By CCN: The Dow's bull run is one for the history books, but it could all come crashing down next month. Stocks have only generated the types of returns that they've delivered year-to-date a handful of times since the Second World War, as CFRA's Chief Investment Strategist Sam Stovall points out on CNBC. By 1942, the Dow was trading at less than 100 and stocks were in bull-mode in anticipation of victory.
If history's any teacher, there's still more runway for gains throughout April.
"Right now, we are on target to be the fifth best year-to-date through April performance since WWII," said Stovall.
While the trend may be your friend, it could also come back to bite you as traders gear up for yet another adage: "Sell in May and go away." Stovall suggested that stocks are showing signs of being "overbought" anyway. In that case, the Dow could be stuck in the doldrums for months.

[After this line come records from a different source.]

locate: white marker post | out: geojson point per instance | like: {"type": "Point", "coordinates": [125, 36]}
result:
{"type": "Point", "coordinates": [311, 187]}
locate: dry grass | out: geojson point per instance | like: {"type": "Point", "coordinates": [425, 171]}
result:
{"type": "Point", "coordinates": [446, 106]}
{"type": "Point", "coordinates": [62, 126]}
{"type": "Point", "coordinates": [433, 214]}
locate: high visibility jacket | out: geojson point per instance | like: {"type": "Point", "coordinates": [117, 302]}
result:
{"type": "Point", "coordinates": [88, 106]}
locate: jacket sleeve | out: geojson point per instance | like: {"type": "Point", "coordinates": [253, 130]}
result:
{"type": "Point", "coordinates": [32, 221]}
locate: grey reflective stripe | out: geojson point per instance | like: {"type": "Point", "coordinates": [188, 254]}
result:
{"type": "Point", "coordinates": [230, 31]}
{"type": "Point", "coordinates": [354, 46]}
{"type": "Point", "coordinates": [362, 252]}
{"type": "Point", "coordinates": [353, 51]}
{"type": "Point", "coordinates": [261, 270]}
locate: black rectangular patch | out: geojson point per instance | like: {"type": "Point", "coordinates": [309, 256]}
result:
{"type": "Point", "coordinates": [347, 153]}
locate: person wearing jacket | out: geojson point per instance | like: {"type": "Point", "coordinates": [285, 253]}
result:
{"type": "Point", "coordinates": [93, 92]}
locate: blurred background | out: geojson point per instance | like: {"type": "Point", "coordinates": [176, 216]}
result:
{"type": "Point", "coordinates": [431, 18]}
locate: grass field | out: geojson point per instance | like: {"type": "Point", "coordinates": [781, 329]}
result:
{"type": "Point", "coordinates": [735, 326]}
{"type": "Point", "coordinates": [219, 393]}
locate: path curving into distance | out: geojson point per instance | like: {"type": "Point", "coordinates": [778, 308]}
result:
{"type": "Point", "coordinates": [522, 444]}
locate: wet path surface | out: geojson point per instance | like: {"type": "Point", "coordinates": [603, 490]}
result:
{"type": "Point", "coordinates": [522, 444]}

"As we move into the summer, I probably would not be surprised if we see a little bit of retrenching in the markets," said Stovall, adding: "There is a chance that...the market could end up attempting to digest some of the gains it's already experienced."
If history is set to repeat itself, May is going to be a rocky month, with the pattern suggesting that stocks only managed to advance "0.01% of the time" in the month historically. After that, it will be nothing more than fractional gains from May through October.
With stocks barreling toward record highs, investors are trying to capture whatever gains they can ahead of the summer doldrums. State Street's Matt Bartolini suggests that it's risk-on with an asterisk. He told the Wall Street Journal:
"People see the market gains, and there’s a little FOMO: fear of missing out. But rather than going in with both feet, they’re kind of dipping their toes in."
Stovall isn't the only one who feels this way. Leave it to Larry Fink, who is at the helm of BlackRock, the largest asset manager in the world, to warn about a "melt up" in the stock market. He expects that there's smart money left to come off the sidelines and into stocks, which incidentally will bolster the Dow even further. The party won't last, however, and investors looking to follow the leader could be left holding the bag when the rally runs dry.
S&Ps rn pic.twitter.com/bPJWtvM3h2
— Oliver Renick (@OJRenick) April 17, 2019
The Dow has been meandering between positive and negative territory today and most recently is trading higher.